Pour Mme Tremblay-Racicot, la nécessité d’effectuer un transfert est un « irritant » et « risque même d’engendrer une perte d’usagers des transports collectifs ».

Cela « témoigne que le tracé du tramway (et ses lignes de rabattement) n’est pas optimal, car il relie moins efficacement les lieux d’origine et de destination ».

« Il est possible effectivement que pour certains usagers, le fait d’avoir deux ou plus de deux correspondances soit un inconvénient qui ne soit pas compensé par le confort, la fiabilité et la rapidité du tramway », indique Mme Vandersmissen.

« Cela dépendra beaucoup du délai d’attente entre chaque correspondance et de la communication de ce temps d’attente aux usagers. »

Les banlieues perdantes

Les usagers des banlieues seront les principaux perdants dans ce scénario, car ils perdront leur express, selon les deux chercheuses. 

Mme Vandersmissen souligne tout de même que le rabattement « leur donnera accès à l’ensemble du réseau, et donc à un éventail plus grand de lieux de destination, ainsi qu’à une plus grande fréquence de service ».

Le Bureau de projet explique cette nouvelle réalité par le « rabattement plus intensif, principalement aux pôles d’échanges, pour une correspondance du bus vers le tramway et vice-versa ».

Le Bureau insiste sur le fait que le réseau structurant de transport en commun apportera des gains de temps, et que « l’utilisateur aura le choix d’effectuer un trajet qui minimise les correspondances s’il le souhaite ». 

Trois fois plus de monde dans les bus qu’en avril 

L’achalandage du transport en commun à Québec a repris du poil de la bête et est maintenant trois fois plus élevé qu’au plus creux de la pandémie, en avril.

Les chiffres du Réseau de transport de la capitale (RTC) démontrent que l’achalandage a fait un bond au cours des derniers mois, sans toutefois revenir au niveau d’avant la crise sanitaire.

Après le creux

En avril, il avait atteint un creux, alors que 80 % de la clientèle avait déserté les autobus, laissant un maigre 20 % d’achalandage. Il a repris graduellement avec 28 % en mai, 38 % en juin, 49 % en juillet et 55 % en août.

La porte-parole du RTC, Brigitte Lemay, a indiqué que les chiffres de septembre ne seront disponibles qu’à la fin du mois.

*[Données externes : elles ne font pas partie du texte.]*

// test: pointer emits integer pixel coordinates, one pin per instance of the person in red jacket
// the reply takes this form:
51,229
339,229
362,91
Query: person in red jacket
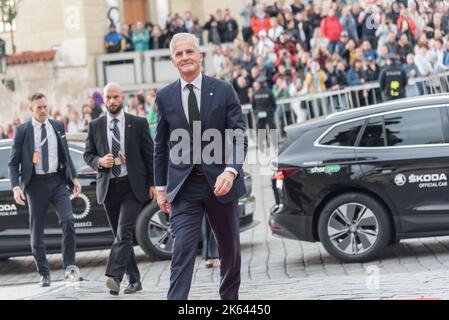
260,20
407,25
332,29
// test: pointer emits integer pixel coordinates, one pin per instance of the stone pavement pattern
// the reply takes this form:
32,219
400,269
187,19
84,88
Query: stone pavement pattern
272,268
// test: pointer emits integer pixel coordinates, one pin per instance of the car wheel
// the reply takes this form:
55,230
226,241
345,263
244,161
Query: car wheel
153,233
354,228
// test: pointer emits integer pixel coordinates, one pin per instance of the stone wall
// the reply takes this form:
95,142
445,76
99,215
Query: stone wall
62,86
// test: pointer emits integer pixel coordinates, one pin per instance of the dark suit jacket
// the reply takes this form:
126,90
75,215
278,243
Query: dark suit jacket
220,110
21,158
138,153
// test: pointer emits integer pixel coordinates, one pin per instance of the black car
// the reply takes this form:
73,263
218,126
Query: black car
153,232
362,179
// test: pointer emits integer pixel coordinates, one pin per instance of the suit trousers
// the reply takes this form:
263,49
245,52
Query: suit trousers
40,192
187,210
122,209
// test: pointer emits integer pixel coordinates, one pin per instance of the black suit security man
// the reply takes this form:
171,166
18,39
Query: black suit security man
119,146
40,157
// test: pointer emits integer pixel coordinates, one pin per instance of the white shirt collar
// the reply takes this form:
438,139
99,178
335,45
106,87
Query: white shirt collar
39,124
196,83
120,117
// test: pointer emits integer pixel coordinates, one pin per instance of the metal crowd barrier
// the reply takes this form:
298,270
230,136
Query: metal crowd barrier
308,106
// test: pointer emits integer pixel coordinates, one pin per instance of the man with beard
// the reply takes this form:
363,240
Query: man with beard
120,148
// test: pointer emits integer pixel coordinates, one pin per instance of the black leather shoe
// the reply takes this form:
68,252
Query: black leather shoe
113,284
133,288
45,281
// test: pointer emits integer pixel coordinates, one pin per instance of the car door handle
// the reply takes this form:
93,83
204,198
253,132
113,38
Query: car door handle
385,169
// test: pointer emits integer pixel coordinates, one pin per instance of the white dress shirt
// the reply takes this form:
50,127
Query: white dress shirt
185,105
121,126
52,146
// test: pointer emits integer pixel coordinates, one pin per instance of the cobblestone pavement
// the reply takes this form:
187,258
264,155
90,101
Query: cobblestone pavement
272,268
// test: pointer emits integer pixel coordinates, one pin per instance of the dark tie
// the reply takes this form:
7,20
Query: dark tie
44,140
194,112
116,169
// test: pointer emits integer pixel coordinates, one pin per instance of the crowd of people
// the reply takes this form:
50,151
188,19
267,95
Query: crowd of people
291,49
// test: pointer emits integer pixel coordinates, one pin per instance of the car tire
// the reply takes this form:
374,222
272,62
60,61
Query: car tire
354,227
153,233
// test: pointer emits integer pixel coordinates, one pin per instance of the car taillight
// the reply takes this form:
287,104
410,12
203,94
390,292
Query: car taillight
282,174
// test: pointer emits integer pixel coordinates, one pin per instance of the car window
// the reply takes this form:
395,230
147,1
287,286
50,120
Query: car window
4,158
343,135
414,127
373,136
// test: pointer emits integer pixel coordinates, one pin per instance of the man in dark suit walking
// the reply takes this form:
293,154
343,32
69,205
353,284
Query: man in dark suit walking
40,157
119,146
193,105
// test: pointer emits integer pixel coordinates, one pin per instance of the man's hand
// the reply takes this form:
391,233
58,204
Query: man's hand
107,161
224,183
152,193
162,201
76,187
19,197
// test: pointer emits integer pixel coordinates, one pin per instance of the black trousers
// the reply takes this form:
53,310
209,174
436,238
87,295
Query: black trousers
122,209
40,192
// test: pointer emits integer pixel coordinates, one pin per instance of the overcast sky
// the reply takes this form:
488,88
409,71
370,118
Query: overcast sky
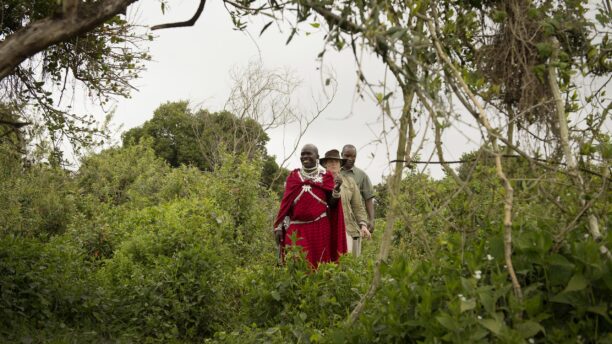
194,64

Le même phénomène s’observe à Lévis, où, depuis la rentrée scolaire, l’achalandage global à la STLévis serait revenu « à un niveau de 50,55 % » en comparaison avec l’avant-COVID-19.

Paiement en ligne

Le RTC a par ailleurs dévoilé les chiffres de sa nouvelle application de paiement en ligne.

Jusqu’à présent, 18 000 utilisateurs ont téléchargé l’application RTC Nomade paiement et ont ouvert un compte, qui permet d’acheter des titres de transport en ligne, sur un appareil intelligent. 

Cependant, elle ne permet toujours pas d’acheter des titres mensuels, ce qui sera possible dans une seconde phase.

« La date de lancement n’est pas encore déterminée. La décision d’y aller avec une stratégie de déploiement par étape permet aux clients et à nos chauffeurs de se familiariser à ce nouveau mode de paiement », a expliqué Mme Lemay.